You are planning to add the no-op TSV into options_lookup with * for ComStock after we implement this approach, right? If so, we can still throw blocking error when a column is found in buildstock.csv but not in options_lookup.tsv. Or, are you still considering to leave them out?

Yeah, if the * becomes a valid option then I will list all the no-op columns in the buildstock.csv

rajeee commented 1 year ago

@asparke2 I added the wildcard feature. Please check.

nmerket commented 1 year ago

It looks like we're already checking and validating whether the sampler exists here.

https://github.com/NREL/buildstockbatch/blob/baf2eb6c9cee8a75939a89d9af703c7e41d6c295/buildstockbatch/base.py#L309-L315

I removed the redundant enumerations in the yaml schema.

@asparke2 I think this one looks good. I can merge if it comes back happy from CI. Do you want to do any additional testing of ComStock with it before I merge?

asparke2 commented 1 year ago

@nmerket @rajeee ComStock uses the string "NA" in the buildstock.csv and options_lookup.tsv. I believe that we never noticed this before because the measures that use "NA" interpret as a no-op, but now that all options are being validated, I think that changing read_csv to use: na_values=list(default_na_values - {"None", "NA"}) is the solution.

I don't know if ResStock uses "NA" anywhere.

asparke2 commented 1 year ago

@nmerket @rajeee the simulations are all failing because there are no valid options for the intentionally-unused parameters in the buildstock.csv file.
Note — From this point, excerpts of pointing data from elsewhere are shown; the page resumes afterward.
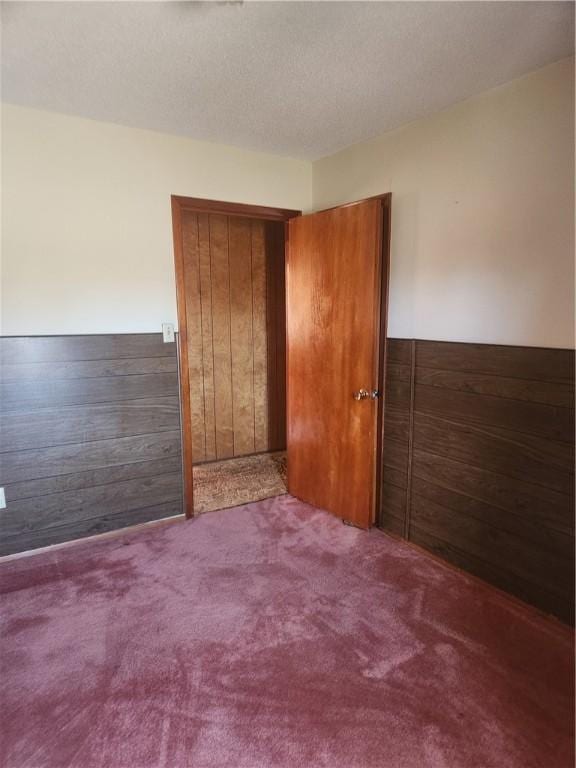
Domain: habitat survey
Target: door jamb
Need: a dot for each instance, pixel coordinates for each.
(181, 204)
(382, 324)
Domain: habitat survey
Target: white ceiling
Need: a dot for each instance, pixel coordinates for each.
(303, 79)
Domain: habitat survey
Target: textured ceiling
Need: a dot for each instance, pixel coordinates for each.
(300, 79)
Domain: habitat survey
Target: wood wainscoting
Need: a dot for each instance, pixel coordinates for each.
(90, 436)
(479, 462)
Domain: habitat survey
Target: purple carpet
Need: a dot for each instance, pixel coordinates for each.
(271, 636)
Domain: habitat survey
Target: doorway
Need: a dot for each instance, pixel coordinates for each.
(230, 279)
(283, 339)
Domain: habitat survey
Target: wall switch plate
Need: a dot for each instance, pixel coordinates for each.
(168, 332)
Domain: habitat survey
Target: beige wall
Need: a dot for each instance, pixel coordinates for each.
(483, 205)
(482, 230)
(87, 233)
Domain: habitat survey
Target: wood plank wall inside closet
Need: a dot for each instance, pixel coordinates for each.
(235, 314)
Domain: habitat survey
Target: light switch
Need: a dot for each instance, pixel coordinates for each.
(168, 332)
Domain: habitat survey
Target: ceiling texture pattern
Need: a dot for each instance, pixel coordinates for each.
(303, 79)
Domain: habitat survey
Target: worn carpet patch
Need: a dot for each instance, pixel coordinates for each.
(228, 483)
(273, 636)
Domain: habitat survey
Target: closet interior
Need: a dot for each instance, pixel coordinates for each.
(231, 301)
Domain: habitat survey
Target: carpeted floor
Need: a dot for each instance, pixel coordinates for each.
(228, 483)
(273, 636)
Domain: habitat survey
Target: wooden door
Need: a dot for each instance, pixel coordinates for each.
(334, 290)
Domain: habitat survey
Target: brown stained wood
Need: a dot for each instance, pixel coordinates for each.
(87, 369)
(556, 542)
(535, 364)
(264, 212)
(241, 340)
(398, 394)
(223, 402)
(104, 523)
(182, 349)
(394, 502)
(276, 332)
(333, 351)
(20, 350)
(526, 560)
(399, 352)
(87, 452)
(32, 394)
(191, 256)
(218, 414)
(526, 503)
(395, 455)
(397, 424)
(543, 392)
(209, 427)
(46, 427)
(72, 458)
(537, 595)
(78, 481)
(395, 477)
(56, 509)
(491, 462)
(531, 418)
(259, 333)
(543, 462)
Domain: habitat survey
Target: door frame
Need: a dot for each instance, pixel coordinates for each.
(381, 324)
(180, 205)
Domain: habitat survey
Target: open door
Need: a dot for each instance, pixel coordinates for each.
(336, 285)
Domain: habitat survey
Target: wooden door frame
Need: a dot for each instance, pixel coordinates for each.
(199, 205)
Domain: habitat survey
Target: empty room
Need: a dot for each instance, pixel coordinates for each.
(287, 384)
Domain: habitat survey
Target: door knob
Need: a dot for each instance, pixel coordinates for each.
(364, 394)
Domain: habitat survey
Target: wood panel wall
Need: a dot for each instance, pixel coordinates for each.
(479, 462)
(90, 436)
(235, 316)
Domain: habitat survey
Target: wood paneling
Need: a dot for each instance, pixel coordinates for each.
(397, 431)
(490, 476)
(234, 295)
(90, 436)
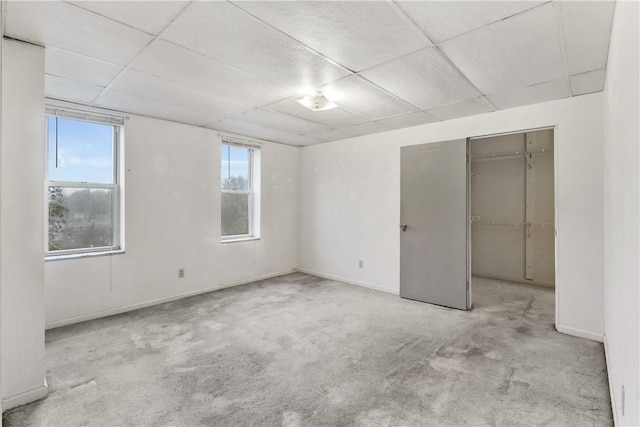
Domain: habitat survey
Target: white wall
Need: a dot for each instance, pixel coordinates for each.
(622, 213)
(350, 198)
(172, 202)
(21, 223)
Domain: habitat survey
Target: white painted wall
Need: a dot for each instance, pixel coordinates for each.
(172, 203)
(21, 223)
(622, 213)
(1, 42)
(350, 198)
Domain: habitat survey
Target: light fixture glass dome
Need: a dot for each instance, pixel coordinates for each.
(317, 102)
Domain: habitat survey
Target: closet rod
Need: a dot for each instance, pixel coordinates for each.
(497, 155)
(515, 224)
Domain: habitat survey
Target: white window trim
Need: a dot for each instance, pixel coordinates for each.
(117, 186)
(253, 191)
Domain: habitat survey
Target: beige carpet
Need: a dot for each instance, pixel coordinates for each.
(300, 350)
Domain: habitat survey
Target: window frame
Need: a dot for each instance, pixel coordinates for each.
(253, 190)
(117, 123)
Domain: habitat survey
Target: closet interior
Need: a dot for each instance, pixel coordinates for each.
(512, 207)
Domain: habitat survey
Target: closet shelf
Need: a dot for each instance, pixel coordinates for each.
(509, 155)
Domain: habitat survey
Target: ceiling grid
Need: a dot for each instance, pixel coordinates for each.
(241, 66)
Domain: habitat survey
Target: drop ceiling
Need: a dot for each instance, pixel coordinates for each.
(240, 66)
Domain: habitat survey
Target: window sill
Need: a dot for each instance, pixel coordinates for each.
(239, 239)
(48, 258)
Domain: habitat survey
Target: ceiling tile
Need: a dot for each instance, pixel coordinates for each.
(70, 90)
(149, 16)
(424, 79)
(73, 66)
(355, 94)
(364, 129)
(329, 135)
(68, 27)
(587, 27)
(592, 81)
(548, 91)
(462, 109)
(134, 104)
(249, 129)
(281, 122)
(407, 120)
(441, 20)
(514, 53)
(191, 69)
(334, 118)
(148, 86)
(357, 35)
(222, 31)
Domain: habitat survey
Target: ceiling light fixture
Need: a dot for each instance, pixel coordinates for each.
(317, 102)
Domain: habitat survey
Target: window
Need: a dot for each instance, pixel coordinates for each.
(83, 183)
(240, 187)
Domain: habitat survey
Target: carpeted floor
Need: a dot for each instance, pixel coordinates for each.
(301, 350)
Intentionally-unused column in buildstock.csv: american_housing_survey_region

Error in out.osw file:

"step_errors" : 
[
   "Could not find parameter 'american_housing_survey_region' and option 'CBSA Riverside-San Bernardino-Ontario, CA' in /lib/resources/options_lookup.tsv.",

I think we will need to change this ComStock code and this ResStock code to know about the wildcard * and ignore that parameter for this code to work correctly.

asparke2 commented 1 year ago

This also makes me wonder if we should change * to something more descriptive like parameter_not_used_in_model_generation so that people editing the options_lookup.tsv are clearer about what this does and also the code in ResStock and ComStock that's parsing this are more obvious.